Histórias da violência

BERNARDO AJZENBERG

Na semana em que o secretário nacional de Segurança "caiu", sob a acusação de nepotismo, e em que a Câmara dos Deputados aprovou o Estatuto do Desarmamento, pelo menos cinco casos relevantes relacionados à criminalidade e à violência ocorreram ou vieram à tona.
Desses, dois receberam da Folha tratamento que me parece adequado: novas revelações do inquérito sobre a morte de Nelson Schincariol envolvendo um jovem que teria relações pessoais com membros da própria família do empresário de Itu (SP); e a insegurança de estudantes em torno das escolas de classe média e média-alta no bairro de Alto de Pinheiros, em São Paulo.
Quanto aos demais, porém, o jornal deixou bastante a desejar.
Na tarde de domingo, o sindicalista Paulo Gonçalves, diretor-conselheiro do Sindicato das Cooperativas de Transporte Alternativo do Sistema Bairro-a-Bairro de São Paulo, foi assassinado com cinco tiros à queima-roupa perto da sede da entidade.
Alguns jornais destacaram o crime nas suas capas, na segunda-feira. A Folha não só deixou de fazer isso, como reservou-lhe apenas uma nota "Panorâmica" na parte inferior da última página de Cotidiano.
Quem tem acompanhado minimamente o noticiário dos últimos anos sobre o transporte urbano paulistano sabe o quanto o sindicalismo, nesse campo, está imbricado com a violência.
Como anotei na crítica interna, "trata-se de um setor reconhecidamente delicado, violento e estretégico politicamente, ao qual a Folha costuma dar bastante atenção". Dessa vez, no entanto, o jornal avaliou mal o peso da notícia.

Cominelli
O mesmo ocorreu no caso do estudante de engenharia mecânica da Universidade de São Paulo (USP) Ângelo Luís Cominelli, encontrado morto no rio Tietê na quarta-feira depois de permanecer desaparecido durante quatro dias (ele fora visto pela última vez na "Peruada", uma tradicional festa de estudantes de direito da USP, no centro da cidade).
A notícia de que o jovem sumira foi dada na própria quarta pelo "Estado de S.Paulo" e pelo "Jornal da Tarde". A Folha só "entrou" no caso na edição de quinta-feira, com chamada na Primeira Página e destaque na capa de Cotidiano.
No entanto, seu material era frio, apoiado basicamente nos dados da polícia e de um parente.
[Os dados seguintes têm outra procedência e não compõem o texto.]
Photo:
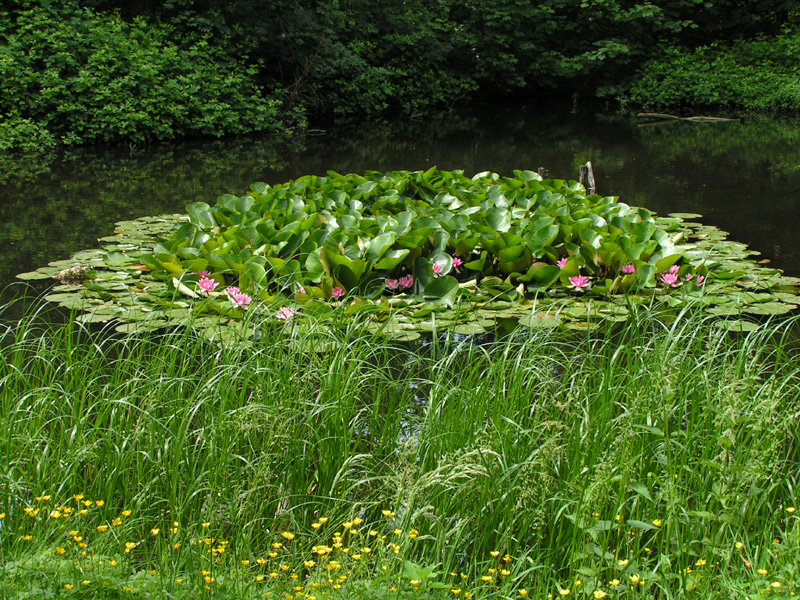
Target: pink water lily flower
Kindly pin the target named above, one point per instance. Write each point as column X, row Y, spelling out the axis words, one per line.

Nada se publicou sobre o perfil do jovem, nenhuma imagem dele nem declarações de colegas.
O "Estado", por exemplo, editou fotos do resgate do corpo, um retrato "3 x 4" de Cominelli e entrevista, com foto, do pai.
Com exceção de uma parte dos exemplares da edição nacional (que receberam página inteira com fotos, declarações e detalhes de como foi o enterro do rapaz na sua cidade, Cerqueira César, ao qual compareceram 3 mil dos 15 mil habitantes), a Folha manteve o assunto, sexta-feira, apenas em uma página interna, "abaixo da dobra" (na parte inferior da página).
Tal tratamento superficial reflete, a meu ver, falta de sensibilidade para uma história cujos ingredientes e cujo mistério -ainda vivo- tocam fortemente os leitores do jornal.
Não deixa de ser irônico: enquanto o corpo de Cominelli provavelmente já boiava no rio, o alto da página C6 da Folha trazia, na segunda-feira, o seguinte título: "Obra no Tietê reduz chances de inundação".

Galdino
O terceiro caso teve uma constituição mais estranha.
Na terça, Luís Nassif reproduziu em sua coluna, em Dinheiro, a informação de que um dos rapazes presos pelo assassinato do índio Galdino Jesus dos Santos, em Brasília, tentou cortar o próprio pescoço na cela do presídio na tarde do último dia 15, poucos dias depois da publicação de uma série de reportagens nos principais jornais -Folha inclusive- sobre privilégios de que ele e seus cúmplices estariam gozando no regime prisional.
O tema dos tais "privilégios" é controverso. Mas o que mais chama a atenção, aqui, é que a suposta tentativa de suicídio do rapaz não foi noticiada pela mídia, apesar do vasto espaço dedicado poucos dias antes às tais "mordomias".
Na quarta, o "Globo" publicou uma nota repetindo o que Nassif divulgara. Na Folha, nem isso se viu. O jornal não retomou aquelas informações básicas nem produziu uma reportagem para complementá-las, a fim de oferecer dados ao leitor que, naturalmente, não busca notícia policial em colunas de Dinheiro.

 

Em tempo: sobre este último caso, a Secretaria de Redação informa ao ombudsman que a reportagem do jornal foi e continua indo atrás da história, em Brasília, mas que ninguém, até o momento, quis confirmá-la oficialmente.